# Millie has a lump?



## miss.understood (Apr 20, 2010)

Just noticed today that Millie has a lump around one of her nipples. She's been nursing a litter of 4 so could it be just from nursing? Her behaviour hasn't changed, she's still lively and active, eating and drinking fine, and doesn't mind the lump being touched when handled.


----------



## Jack Garcia (Oct 9, 2009)

Depending on how big it is, it sounds like a tumor or mastitis. Either way, she may need to see a vet or be euthanized.


----------



## Onyx (May 2, 2010)

Sounds likely that it is mastitis. I have no idea how/if it is treatable in mice. The vet will likely give anti-inflammatory and/or anti-biotics to Millie, if it is indeed treatable in them. Hope she is ok x


----------



## Jack Garcia (Oct 9, 2009)

They usually have to surgically remove the nipple and milk duct because it is too small to flush out like you would with a dog or cat. If you don't have the duct removed relatively quickly, the pressure will build, infection will spread, and the mouse will die. I've only dealt with this once. It's not very common, but it does happen.


----------



## miss.understood (Apr 20, 2010)

I really hope this is treatable. I love her to bits.


----------



## Jack Garcia (Oct 9, 2009)

Here's hoping everything works out!

If it grows over night, it could be either a tumor or a mastitis as both are known to grow very quickly.

It if grows more slowly, it may be an abscess or a cyst. The only way to know for sure is to take her to a vet.


----------



## Cait (Oct 3, 2008)

I would say it's mastitis. I had a mouse treated by a vet for this many years ago. She anaesthetised her, cleared the gunk out and all was well and she started nursing her babies again as soon as she came round.

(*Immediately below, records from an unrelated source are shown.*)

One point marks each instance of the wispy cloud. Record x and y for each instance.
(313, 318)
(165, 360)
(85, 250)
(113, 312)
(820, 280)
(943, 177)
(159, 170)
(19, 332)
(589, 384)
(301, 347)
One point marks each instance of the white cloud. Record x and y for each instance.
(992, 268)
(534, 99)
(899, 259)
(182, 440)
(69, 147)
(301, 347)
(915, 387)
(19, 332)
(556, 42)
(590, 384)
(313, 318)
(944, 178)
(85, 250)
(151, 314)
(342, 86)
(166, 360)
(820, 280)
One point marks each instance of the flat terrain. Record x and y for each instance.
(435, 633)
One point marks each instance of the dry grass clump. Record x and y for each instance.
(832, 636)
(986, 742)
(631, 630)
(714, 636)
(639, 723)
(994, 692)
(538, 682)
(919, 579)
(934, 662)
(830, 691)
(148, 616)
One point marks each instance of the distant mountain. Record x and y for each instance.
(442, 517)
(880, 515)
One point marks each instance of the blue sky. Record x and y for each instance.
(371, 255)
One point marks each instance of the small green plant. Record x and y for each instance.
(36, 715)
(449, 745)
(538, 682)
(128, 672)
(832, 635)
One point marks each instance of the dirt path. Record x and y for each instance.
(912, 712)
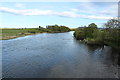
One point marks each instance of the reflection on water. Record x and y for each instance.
(57, 55)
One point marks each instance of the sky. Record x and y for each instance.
(70, 14)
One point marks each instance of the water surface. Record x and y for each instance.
(56, 55)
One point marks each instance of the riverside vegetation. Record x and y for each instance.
(9, 33)
(109, 35)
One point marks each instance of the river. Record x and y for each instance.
(56, 55)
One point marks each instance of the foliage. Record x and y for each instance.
(110, 35)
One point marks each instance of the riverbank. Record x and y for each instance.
(10, 33)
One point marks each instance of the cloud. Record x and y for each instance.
(19, 5)
(32, 12)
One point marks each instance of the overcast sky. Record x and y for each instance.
(71, 14)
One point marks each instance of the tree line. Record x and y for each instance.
(108, 35)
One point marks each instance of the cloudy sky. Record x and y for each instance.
(71, 14)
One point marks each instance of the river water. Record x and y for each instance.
(56, 55)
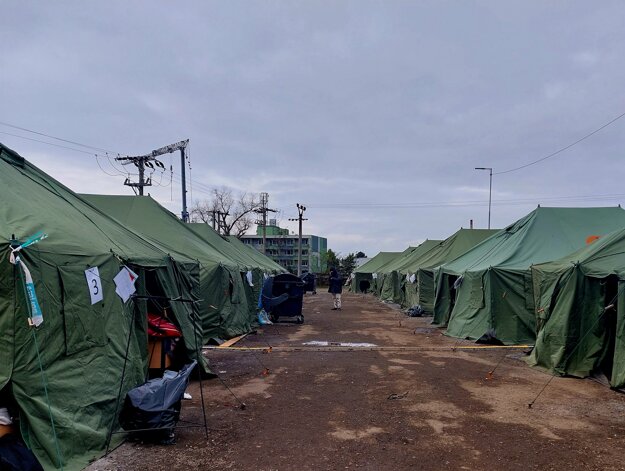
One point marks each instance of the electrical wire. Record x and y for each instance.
(563, 148)
(57, 138)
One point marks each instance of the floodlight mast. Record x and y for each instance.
(490, 188)
(141, 161)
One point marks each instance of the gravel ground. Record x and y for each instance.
(410, 402)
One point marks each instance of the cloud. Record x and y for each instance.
(386, 106)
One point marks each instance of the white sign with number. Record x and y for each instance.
(95, 284)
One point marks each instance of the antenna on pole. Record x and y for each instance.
(263, 209)
(142, 161)
(300, 209)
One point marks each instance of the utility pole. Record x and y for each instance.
(221, 221)
(263, 209)
(142, 161)
(300, 210)
(490, 188)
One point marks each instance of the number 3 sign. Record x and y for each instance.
(95, 284)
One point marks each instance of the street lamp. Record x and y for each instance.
(490, 188)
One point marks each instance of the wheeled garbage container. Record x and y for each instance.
(287, 294)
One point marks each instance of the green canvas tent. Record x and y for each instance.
(386, 276)
(225, 308)
(78, 351)
(420, 270)
(489, 288)
(577, 335)
(251, 262)
(393, 281)
(368, 272)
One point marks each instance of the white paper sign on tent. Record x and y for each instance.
(125, 283)
(95, 284)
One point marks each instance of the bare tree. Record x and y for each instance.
(228, 214)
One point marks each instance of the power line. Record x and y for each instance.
(45, 142)
(57, 138)
(563, 148)
(505, 202)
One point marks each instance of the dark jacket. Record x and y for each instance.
(336, 283)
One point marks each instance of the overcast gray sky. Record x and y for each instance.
(371, 113)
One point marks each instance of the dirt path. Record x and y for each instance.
(385, 409)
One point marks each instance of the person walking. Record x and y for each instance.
(336, 288)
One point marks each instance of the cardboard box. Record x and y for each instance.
(157, 355)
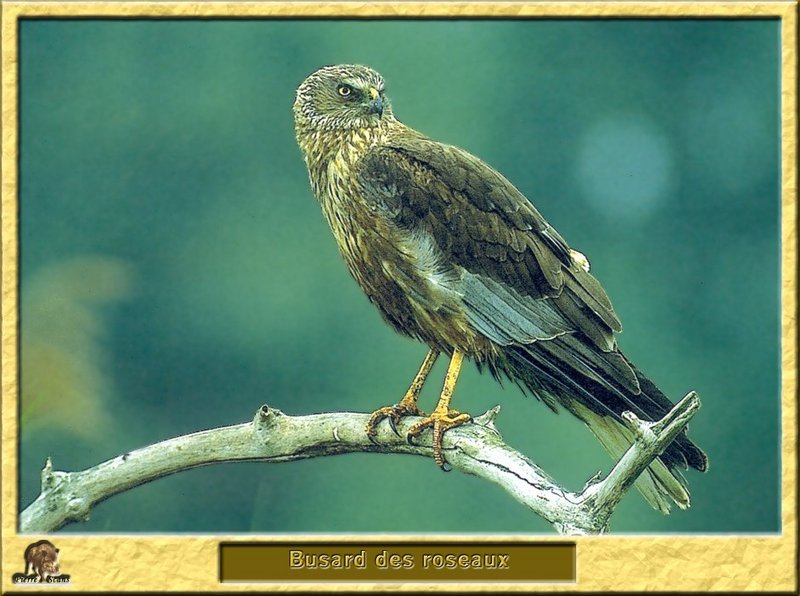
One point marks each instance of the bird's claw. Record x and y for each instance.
(441, 421)
(394, 414)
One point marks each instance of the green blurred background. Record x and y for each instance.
(177, 272)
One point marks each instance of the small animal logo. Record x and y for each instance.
(41, 565)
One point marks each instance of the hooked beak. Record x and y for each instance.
(376, 102)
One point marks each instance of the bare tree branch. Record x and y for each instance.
(273, 436)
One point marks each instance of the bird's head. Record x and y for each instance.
(346, 96)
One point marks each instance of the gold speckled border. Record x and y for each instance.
(609, 563)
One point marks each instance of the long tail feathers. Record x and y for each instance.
(660, 485)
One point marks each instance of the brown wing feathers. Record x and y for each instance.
(522, 286)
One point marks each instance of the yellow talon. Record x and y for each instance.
(441, 421)
(407, 405)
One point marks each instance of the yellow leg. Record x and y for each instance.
(443, 418)
(407, 405)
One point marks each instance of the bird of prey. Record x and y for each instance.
(453, 255)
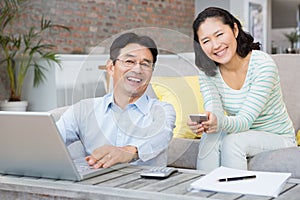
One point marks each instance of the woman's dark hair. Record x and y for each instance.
(132, 38)
(245, 42)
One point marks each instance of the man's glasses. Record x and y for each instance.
(130, 63)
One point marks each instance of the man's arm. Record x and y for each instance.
(107, 156)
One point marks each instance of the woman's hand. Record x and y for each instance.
(209, 126)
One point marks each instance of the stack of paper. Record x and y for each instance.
(265, 183)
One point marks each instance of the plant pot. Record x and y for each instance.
(13, 105)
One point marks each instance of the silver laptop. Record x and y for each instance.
(31, 145)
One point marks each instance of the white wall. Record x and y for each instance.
(240, 9)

Unfortunately it reappeared, so I think Jack is right and the nipple would possibly have to be removed if that's possible.

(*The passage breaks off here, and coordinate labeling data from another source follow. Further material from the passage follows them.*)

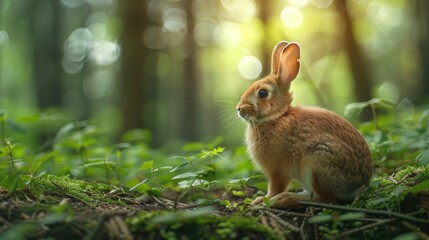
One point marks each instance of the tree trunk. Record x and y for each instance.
(423, 21)
(47, 52)
(266, 49)
(132, 77)
(189, 121)
(358, 64)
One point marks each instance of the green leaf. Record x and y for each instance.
(238, 193)
(407, 236)
(184, 175)
(139, 184)
(398, 190)
(147, 165)
(419, 187)
(423, 158)
(102, 164)
(179, 167)
(194, 146)
(351, 216)
(354, 109)
(16, 127)
(320, 219)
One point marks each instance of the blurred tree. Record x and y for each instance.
(132, 78)
(46, 25)
(189, 122)
(423, 25)
(358, 64)
(264, 14)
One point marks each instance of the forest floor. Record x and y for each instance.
(63, 208)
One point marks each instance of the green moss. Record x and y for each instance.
(89, 193)
(198, 224)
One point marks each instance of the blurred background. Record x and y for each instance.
(177, 68)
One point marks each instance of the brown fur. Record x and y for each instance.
(314, 146)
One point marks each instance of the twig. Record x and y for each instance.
(301, 230)
(363, 228)
(288, 213)
(372, 212)
(415, 229)
(358, 194)
(283, 222)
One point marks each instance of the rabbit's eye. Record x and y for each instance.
(263, 93)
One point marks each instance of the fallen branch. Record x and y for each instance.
(363, 228)
(389, 214)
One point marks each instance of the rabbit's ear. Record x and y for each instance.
(277, 52)
(289, 63)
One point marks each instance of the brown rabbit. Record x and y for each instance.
(316, 147)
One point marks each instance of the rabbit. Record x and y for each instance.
(316, 147)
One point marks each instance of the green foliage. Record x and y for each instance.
(198, 224)
(80, 157)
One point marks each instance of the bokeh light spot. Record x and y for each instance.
(174, 20)
(292, 17)
(228, 34)
(105, 53)
(250, 67)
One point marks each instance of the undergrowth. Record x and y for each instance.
(204, 191)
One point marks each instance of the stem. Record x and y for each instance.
(9, 147)
(3, 132)
(374, 116)
(372, 212)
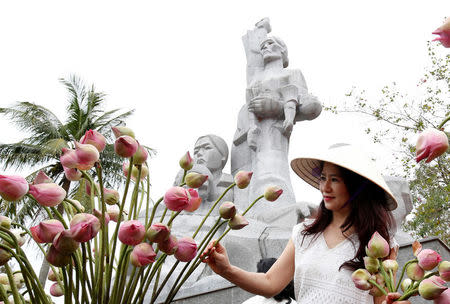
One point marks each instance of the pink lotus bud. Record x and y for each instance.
(56, 290)
(431, 144)
(187, 249)
(390, 265)
(194, 201)
(227, 210)
(169, 246)
(444, 270)
(158, 233)
(52, 276)
(131, 232)
(125, 146)
(140, 156)
(444, 298)
(428, 259)
(431, 288)
(64, 242)
(186, 162)
(56, 258)
(360, 278)
(5, 256)
(406, 283)
(87, 156)
(142, 255)
(98, 214)
(72, 174)
(94, 138)
(13, 187)
(414, 271)
(46, 231)
(69, 158)
(377, 247)
(42, 178)
(84, 227)
(177, 199)
(48, 195)
(122, 130)
(195, 180)
(242, 179)
(237, 222)
(113, 212)
(444, 33)
(371, 264)
(272, 193)
(5, 222)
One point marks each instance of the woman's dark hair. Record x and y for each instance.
(288, 292)
(369, 213)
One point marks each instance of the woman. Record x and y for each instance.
(322, 254)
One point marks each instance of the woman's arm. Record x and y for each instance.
(265, 284)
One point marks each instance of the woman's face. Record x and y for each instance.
(334, 191)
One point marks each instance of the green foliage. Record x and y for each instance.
(395, 120)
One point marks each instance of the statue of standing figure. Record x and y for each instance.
(276, 97)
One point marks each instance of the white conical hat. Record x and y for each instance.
(346, 156)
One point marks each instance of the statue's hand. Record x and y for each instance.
(265, 107)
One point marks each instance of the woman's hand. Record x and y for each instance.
(216, 257)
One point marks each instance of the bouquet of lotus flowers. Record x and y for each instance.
(92, 260)
(423, 279)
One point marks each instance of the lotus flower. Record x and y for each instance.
(46, 231)
(194, 200)
(94, 138)
(242, 179)
(48, 195)
(140, 156)
(12, 187)
(64, 242)
(444, 270)
(72, 174)
(56, 290)
(5, 222)
(371, 264)
(414, 271)
(227, 210)
(125, 146)
(444, 33)
(158, 233)
(361, 278)
(431, 288)
(377, 247)
(142, 255)
(186, 162)
(84, 227)
(169, 246)
(428, 259)
(56, 258)
(122, 130)
(131, 232)
(272, 193)
(195, 180)
(444, 298)
(187, 249)
(431, 144)
(177, 199)
(42, 178)
(237, 222)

http://www.fancymice.info/tumourarticle.htm#mast


----------



## miss.understood (Apr 20, 2010)

I nearly choked on my drink when i looked at that link! her lump looks so trivial compared to that poor mouse. I have one of my dogs at the vets this week to be Speyed so i will take Millie along to get her checked over. I'll keep you all posted. xx


----------



## Jack Garcia (Oct 9, 2009)

The mouse I had, had a mastitis about the same size as the one Cait posted before I euthanized her. The vet said that it would grow and grow until it not only ruptured and caused infection and hemorrhaging but that as long as she continued to nurse her babies it would grow "inward" as well and push on her internal organs so basically it wasn't a matter of _if_ it would kill her but *when*. I'm convinced that had I not chosen to euthanize her it would eventually have killed her and she would have suffered much more pain than she did. It only took a few days to grow to that size, so if yours isn't growing it may not be mastitis.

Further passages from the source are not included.